Tag: Photography

  • Slicing Out the Moment

    “All photographs are memento mori. To take a photograph is to participate in another person’s (or thing’s) mortality, vulnerability, mutability. Precisely by slicing out this moment and freezing it, all photographs testify to time’s relentless melt.” ― Susan Sontag

    There’s a cool feature in iPhone photos where you can view the map of where your thousands of photographs were taken, with thumbnails of the photos overlaying the spot it was geolocated. It’s a great reminder of where we’ve been and what we saw at the time we were there. It’s a momentary slice of our lives from the past, and we get to relive it with a virtual flyover as we zoom in on the place. And in doing so, the pictures from that place come back to us like a flood of memories.

    I’ve taken tens of thousands of photographs, mostly with my collection of iPhones since those became the technology that replaced a camera. But my Instagram feed is only at 1700 posts. We all save the best pictures to show others, don’t we? But that particular platform isn’t always friendly when formatting our favorite pictures, and so they fail to make the cut. Not so with our library, where with time and patience we can scroll through everything to find memories.

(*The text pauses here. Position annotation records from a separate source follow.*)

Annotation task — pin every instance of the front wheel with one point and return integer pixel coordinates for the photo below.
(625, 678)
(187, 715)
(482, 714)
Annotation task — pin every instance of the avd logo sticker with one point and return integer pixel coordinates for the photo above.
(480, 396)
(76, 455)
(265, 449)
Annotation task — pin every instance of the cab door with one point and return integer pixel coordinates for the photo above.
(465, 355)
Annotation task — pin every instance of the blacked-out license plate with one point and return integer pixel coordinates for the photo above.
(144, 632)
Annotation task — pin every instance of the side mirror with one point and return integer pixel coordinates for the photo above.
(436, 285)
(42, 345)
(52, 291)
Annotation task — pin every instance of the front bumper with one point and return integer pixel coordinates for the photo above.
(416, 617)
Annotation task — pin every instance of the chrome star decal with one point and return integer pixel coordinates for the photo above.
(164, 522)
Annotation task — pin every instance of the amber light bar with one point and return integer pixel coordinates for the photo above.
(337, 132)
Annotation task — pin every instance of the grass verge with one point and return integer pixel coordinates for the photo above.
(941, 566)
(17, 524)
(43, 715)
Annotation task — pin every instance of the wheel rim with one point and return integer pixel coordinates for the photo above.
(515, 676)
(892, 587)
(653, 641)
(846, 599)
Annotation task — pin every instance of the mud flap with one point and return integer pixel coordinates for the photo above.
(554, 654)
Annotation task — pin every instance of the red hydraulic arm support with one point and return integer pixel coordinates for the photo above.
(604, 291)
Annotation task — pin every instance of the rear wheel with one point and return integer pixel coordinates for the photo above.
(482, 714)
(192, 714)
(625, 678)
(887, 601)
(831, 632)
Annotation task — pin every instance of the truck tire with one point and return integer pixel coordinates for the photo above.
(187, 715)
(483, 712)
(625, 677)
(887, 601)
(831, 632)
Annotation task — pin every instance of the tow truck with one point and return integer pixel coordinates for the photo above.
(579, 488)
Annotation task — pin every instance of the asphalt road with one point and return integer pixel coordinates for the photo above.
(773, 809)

    I’m that person at parties and family gatherings taking all the pictures. I do it because I know the moment will soon be gone like all the rest but some fragment of it may live on. I’ve captured people no longer with us, full of hope and happiness or sometimes with a knowing look that this may be the last photo you’ll get of them. My favorite Navy pilot once observed this as I insisted on taking his picture with his grandchildren. It would be years before he passed, but his belief in my motivation for taking the picture stayed with me and does to this day.

    The thing is, all of our past moments are dead and gone. The people and places live on within us for as long as we are alive, and then we in turn live on in others for as long as they are. Beyond that is beyond all of us to know. Immortality isn’t ours to achieve, but our image may live on beyond the living memory of all who knew us. So too may our words, should we be so bold as to write them down for all to see.

    We all know the score. Tempus fugit (time flies), memento mori (remember we all must die) and so the only reasonable answer is carpe diem (seize the day). Capturing a few images along the way allows us to look back on a life well-lived and trigger memories that may have faded. Memories of places and people and moments that once were our entire life for an instant and now a layer of our identity, gently folded within us for the rest of our days.

  • Sharing Moments, After

    “I’ve never taken a photograph of someone and created a persona, I’ve just discovered what was already there.” ― Anthony Farrimond

    I’ve been known to take a few pictures in my time. As with writing, it helps me focus on the things around me in a way I might not otherwise. I have friends that send me pictures of sunsets that they’re not putting on social media as a reminder that I tend to put a lot of such pictures on social media. I celebrate the ribbing, for it means I’m doing my part to share a bit of beauty and positivity in a world full of people inclined to share ugly and negative. That’s not us, friends. We’re here to light the world during our shift.

    During occasions when family and friends come together, my attention shifts from pictures of nature’s beauty to the beautiful souls around me. There’s a fine line between being a part of the party and being apart from the party, and I try to stay in the moment while capturing some of it. Stopping a conversation for a picture can be disruptive, but if done well it might enhance and draw people together. When done well it captures the illusive and fragile moments we have together. Looking back on pictures from the last few years, it’s striking how many people are no longer with us. We can’t control fate, but we can capture moments before it intervenes.

    At a Christmas Eve party just last night I was talking to someone about some of the settings in an iPhone. They shared a few tips that I immediately started trying. In portrait mode you can tap on someone’s face and everything in the background blurs, highlighting the face or faces you’ve chosen to focus on. It’s a nice trick that brings a measure of professional photography to the amateur. Perhaps my favorite thing about it is that focus. As in an intimate conversation, you’re drawn completely into the world of the person you’re focused on. In such moments we capture something more than the moment, we capture a glimpse into their soul.

    I’m not a great photographer (I know too many great photographers to claim such mastery for myself), but I take enough pictures that I get a few good ones worth sharing. The way I look at it, that picture is a time machine, shared after the moment, carrying life force from one moment to another. That after moment might be turning the image around to show those you’ve just taken a picture of what it looks like, or it might be our great-grandchildren feeling the love through the eyes of a long-lost ancestor. This is the nature of photography, it tends to outlast us.

    As the photographer in such moments, as with writing, one hopes for mastery, but accepts the best we can deliver in the present. Don’t we owe it to each other to capture our best moments together? Having captured an image, it becomes a gift for others in moments after.